When a US embassy employee in East Asia clicked on an e-mail attachment in May, 2006, she inadvertently unleashed the largest cyberattack ever launched against the State Department. The breach permitted China-based attackers to insert malicious computer code into the department’s networks throughout the region.
A cyber-threat response team leapt into action and toiled 24/7 for 2 weeks to isolate the code and develop a patch that officials claim prevented a gargantuan breach.
Unfortunately, State is better equipped to handle cyberattacks than other parts of the federal government. And 2 months later, the Bureau of Industry and Security, a part of the Commerce Department that oversees exports of technology that has both commercial and military uses, was attacked in similar fashion.

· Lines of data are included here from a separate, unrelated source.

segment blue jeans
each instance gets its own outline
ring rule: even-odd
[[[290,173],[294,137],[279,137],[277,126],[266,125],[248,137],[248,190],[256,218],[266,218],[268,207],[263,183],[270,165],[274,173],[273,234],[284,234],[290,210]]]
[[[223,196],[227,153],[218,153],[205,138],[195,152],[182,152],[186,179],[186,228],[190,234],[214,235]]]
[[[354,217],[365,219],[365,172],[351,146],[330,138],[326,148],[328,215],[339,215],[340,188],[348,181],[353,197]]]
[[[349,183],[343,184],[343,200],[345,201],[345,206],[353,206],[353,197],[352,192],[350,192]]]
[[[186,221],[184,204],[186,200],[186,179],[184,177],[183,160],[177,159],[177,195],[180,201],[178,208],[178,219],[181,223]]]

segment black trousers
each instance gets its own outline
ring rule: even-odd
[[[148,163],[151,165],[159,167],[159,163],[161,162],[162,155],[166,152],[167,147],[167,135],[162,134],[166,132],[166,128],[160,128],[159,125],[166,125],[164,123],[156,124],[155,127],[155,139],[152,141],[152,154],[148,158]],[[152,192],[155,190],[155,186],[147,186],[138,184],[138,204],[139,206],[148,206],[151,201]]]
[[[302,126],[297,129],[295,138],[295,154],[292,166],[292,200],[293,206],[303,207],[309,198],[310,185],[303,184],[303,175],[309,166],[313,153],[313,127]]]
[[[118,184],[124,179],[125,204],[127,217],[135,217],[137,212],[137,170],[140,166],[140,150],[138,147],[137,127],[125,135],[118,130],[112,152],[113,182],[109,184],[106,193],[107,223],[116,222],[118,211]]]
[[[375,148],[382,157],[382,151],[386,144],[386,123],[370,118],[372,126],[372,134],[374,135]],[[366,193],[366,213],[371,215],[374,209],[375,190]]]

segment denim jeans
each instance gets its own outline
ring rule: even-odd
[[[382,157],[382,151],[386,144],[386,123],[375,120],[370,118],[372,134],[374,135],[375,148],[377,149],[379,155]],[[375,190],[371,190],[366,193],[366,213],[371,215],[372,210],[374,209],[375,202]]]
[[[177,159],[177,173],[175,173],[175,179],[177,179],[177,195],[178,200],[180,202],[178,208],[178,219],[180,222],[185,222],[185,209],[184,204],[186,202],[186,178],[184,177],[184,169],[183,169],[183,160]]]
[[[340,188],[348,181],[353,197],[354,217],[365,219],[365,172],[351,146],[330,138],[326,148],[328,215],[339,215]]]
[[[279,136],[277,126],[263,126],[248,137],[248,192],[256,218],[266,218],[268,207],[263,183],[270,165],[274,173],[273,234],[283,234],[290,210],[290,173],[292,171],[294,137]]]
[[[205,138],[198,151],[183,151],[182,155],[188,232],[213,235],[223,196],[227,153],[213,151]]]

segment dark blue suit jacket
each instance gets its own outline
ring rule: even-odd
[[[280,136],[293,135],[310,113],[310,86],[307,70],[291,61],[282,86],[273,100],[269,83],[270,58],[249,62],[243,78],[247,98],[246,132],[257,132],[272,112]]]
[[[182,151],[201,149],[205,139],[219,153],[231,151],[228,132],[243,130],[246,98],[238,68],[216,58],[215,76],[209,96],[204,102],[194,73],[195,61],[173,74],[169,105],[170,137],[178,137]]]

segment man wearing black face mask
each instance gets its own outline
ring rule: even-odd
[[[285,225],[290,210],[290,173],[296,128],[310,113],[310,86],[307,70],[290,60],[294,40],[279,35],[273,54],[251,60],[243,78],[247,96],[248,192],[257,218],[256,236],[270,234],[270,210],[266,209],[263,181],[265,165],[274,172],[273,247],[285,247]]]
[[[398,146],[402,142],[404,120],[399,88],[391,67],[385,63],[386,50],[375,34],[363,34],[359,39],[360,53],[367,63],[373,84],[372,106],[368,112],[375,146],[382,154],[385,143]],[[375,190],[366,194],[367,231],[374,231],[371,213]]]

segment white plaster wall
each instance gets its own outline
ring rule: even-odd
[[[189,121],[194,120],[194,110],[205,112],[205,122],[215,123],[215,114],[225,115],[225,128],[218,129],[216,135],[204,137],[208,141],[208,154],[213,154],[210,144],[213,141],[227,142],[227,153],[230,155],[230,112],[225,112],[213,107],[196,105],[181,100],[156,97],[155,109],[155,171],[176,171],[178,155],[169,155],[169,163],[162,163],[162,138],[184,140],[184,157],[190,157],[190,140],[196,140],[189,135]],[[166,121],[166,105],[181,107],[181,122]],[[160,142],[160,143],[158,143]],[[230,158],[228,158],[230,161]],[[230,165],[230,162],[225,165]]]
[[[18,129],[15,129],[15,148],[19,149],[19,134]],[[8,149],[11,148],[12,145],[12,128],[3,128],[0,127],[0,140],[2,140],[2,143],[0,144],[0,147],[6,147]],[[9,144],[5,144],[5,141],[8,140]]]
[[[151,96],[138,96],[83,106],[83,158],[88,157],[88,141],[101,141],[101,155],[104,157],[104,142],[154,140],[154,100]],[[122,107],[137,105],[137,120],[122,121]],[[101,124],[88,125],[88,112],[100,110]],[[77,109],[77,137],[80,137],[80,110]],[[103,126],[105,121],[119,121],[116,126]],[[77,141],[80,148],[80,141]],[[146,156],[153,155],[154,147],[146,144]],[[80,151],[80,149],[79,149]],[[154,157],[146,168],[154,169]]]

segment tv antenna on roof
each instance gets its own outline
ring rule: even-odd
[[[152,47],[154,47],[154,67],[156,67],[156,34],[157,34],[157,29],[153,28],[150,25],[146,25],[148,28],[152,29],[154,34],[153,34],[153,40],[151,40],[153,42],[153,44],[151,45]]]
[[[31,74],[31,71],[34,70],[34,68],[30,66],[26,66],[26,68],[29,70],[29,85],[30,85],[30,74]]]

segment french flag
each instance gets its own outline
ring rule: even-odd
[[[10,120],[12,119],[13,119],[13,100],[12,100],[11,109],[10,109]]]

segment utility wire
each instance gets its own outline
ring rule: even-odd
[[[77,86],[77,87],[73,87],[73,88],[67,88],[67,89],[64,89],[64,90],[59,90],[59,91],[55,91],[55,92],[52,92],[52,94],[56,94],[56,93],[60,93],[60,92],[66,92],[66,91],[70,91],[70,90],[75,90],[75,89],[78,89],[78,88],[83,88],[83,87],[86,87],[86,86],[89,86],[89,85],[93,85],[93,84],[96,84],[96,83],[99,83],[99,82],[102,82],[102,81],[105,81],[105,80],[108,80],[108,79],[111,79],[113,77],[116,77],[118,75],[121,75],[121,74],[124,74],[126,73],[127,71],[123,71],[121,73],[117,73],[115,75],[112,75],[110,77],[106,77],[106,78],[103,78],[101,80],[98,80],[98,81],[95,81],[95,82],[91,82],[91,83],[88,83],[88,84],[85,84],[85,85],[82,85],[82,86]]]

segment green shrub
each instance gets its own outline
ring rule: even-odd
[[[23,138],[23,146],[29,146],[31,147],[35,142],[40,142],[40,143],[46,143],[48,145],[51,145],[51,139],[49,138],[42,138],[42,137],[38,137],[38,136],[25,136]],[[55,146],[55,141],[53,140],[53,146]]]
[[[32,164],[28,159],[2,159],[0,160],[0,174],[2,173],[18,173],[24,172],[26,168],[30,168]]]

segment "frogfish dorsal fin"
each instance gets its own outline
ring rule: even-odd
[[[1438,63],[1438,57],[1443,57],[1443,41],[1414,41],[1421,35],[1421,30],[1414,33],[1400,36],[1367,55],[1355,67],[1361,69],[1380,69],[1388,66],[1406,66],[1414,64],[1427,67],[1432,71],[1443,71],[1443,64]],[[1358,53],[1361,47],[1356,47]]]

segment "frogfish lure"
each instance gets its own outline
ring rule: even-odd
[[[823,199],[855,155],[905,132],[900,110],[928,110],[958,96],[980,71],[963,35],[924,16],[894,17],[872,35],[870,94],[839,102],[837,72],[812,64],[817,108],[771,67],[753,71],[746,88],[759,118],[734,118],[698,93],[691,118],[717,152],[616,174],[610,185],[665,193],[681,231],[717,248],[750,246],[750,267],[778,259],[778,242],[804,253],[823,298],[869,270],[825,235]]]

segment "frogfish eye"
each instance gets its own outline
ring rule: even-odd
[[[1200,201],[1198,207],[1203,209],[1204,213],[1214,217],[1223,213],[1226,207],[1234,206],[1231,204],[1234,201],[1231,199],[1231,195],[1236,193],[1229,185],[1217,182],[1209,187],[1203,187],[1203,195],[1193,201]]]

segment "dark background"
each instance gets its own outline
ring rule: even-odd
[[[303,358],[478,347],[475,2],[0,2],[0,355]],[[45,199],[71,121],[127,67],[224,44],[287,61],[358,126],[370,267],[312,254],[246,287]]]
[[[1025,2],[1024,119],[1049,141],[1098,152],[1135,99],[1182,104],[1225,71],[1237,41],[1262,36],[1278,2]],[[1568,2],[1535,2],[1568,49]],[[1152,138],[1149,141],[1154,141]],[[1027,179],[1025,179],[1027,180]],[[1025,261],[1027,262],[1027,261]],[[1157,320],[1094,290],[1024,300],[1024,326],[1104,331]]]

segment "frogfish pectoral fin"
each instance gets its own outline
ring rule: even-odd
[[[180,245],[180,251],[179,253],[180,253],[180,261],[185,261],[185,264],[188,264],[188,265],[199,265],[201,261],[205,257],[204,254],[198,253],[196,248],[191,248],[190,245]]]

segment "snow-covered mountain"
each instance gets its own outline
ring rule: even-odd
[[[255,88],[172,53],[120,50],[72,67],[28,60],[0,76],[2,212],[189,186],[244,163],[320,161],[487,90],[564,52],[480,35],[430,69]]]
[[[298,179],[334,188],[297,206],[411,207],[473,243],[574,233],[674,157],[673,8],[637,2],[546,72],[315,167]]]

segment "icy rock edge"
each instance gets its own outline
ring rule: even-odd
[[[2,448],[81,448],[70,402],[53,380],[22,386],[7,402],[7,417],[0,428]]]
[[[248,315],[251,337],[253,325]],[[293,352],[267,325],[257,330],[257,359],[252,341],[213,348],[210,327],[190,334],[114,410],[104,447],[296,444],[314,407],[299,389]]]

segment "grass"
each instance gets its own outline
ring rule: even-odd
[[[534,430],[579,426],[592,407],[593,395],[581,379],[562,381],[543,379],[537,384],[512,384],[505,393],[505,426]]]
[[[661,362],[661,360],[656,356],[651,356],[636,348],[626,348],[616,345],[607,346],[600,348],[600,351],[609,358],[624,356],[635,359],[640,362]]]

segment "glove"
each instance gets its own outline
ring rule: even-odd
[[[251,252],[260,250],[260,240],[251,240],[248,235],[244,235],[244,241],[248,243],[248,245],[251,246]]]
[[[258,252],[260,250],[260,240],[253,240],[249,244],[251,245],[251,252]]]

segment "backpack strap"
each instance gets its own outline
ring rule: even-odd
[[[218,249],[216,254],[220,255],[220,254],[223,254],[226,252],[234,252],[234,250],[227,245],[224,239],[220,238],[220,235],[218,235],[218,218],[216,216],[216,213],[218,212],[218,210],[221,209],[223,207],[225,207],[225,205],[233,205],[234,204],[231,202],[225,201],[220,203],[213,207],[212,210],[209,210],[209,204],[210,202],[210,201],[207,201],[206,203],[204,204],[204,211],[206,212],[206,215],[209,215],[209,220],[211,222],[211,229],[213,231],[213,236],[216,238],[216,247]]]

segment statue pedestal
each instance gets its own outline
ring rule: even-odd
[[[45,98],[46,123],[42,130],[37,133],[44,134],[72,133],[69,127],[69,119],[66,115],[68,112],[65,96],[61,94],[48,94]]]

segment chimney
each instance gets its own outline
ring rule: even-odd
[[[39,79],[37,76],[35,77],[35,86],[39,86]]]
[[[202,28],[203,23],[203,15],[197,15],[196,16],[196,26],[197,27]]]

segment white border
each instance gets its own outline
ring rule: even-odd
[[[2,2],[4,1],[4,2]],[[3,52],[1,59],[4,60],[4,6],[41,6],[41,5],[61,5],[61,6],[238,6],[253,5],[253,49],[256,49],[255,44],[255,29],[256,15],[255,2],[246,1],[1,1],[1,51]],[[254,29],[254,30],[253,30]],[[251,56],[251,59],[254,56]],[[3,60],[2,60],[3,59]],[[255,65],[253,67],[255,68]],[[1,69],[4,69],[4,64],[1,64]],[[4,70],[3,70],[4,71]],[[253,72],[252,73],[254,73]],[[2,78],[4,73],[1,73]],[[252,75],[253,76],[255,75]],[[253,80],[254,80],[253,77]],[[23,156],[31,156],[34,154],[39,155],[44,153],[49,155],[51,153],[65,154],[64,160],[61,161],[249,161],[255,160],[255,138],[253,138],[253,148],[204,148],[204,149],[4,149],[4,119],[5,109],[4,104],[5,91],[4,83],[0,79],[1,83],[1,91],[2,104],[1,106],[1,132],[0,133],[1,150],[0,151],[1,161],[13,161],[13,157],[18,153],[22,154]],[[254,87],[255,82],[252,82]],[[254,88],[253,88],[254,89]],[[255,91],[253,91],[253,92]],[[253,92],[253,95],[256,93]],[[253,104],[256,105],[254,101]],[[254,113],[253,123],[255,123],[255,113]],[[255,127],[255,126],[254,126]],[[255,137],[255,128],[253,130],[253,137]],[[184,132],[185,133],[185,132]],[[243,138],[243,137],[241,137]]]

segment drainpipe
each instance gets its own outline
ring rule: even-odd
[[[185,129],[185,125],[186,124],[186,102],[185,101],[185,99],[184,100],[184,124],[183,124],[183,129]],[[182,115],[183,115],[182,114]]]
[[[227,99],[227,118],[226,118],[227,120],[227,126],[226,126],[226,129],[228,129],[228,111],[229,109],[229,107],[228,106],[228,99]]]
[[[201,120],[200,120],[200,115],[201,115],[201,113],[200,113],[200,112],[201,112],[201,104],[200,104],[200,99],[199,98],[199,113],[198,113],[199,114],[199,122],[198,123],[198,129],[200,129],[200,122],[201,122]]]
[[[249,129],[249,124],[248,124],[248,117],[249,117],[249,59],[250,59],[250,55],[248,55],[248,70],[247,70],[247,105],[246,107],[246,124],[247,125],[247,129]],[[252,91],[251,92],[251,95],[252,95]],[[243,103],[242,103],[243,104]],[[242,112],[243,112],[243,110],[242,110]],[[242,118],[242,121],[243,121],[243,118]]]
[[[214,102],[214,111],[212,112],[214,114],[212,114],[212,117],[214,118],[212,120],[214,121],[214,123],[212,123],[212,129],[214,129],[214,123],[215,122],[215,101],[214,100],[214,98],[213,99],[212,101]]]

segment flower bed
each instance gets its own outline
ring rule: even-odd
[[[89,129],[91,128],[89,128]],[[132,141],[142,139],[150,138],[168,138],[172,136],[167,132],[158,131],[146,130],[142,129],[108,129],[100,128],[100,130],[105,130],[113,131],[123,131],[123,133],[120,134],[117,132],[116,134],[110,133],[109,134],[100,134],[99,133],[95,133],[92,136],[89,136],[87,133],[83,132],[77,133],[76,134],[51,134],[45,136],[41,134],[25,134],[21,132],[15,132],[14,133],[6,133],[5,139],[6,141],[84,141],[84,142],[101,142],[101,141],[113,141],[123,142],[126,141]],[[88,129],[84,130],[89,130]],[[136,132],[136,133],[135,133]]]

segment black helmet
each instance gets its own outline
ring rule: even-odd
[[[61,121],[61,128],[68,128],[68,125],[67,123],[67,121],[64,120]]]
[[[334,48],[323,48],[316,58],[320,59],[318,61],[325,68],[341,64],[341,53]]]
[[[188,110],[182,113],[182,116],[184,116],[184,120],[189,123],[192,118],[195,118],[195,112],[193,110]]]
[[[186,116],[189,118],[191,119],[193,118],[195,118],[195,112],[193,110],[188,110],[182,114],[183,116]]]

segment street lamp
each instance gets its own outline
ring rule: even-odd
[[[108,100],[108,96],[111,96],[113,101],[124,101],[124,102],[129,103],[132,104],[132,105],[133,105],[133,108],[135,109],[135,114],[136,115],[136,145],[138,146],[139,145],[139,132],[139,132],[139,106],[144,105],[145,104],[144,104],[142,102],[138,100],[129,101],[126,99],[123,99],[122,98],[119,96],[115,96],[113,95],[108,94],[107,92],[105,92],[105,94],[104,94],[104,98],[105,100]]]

The attack was not recognized for days and Commerce was never able to determine when the initial intrusion took place (Commerce claims there is no evidence data was compromised as a result).
Commerce and other parts of government are trying to improve their performance in this regard, but their efforts are often stymied by a marked shortage of skilled computer-security workers, from front-line technicians to so called Security Generals.
Meanwhile, according to the Government Accountability Office, the number of probes, scans and attacks reported to the Homeland Security Department’s Computer Emergency Readiness Team more than tripled between 2006 and 2008, from 5,500 to 16,840.
The manpower shortage is impacting Pentagon efforts to staff-up a new Cyber Command and Homeland Security’s plans to increase it’s cyber-staff by 1,000 people over in the next 3 years.
The intense demand has sparked bidding wars among agencies and contractors for a small pool of special talent: skilled technicians with security clearances. Some young people with 3 years’ experience and a clearance are commanding salaries over $100,000.
Philip Reitinger, deputy undersecretary of Homeland Security’s National Protection and Programs Directorate, conceded he couldn’t match private sector pay scales. “But in government,” he told the Washington Post, “one can have a bigger ability to effect change at an earlier place in your career than anywhere else.” he said.
Besides, Reitinger added, “your country needs you.”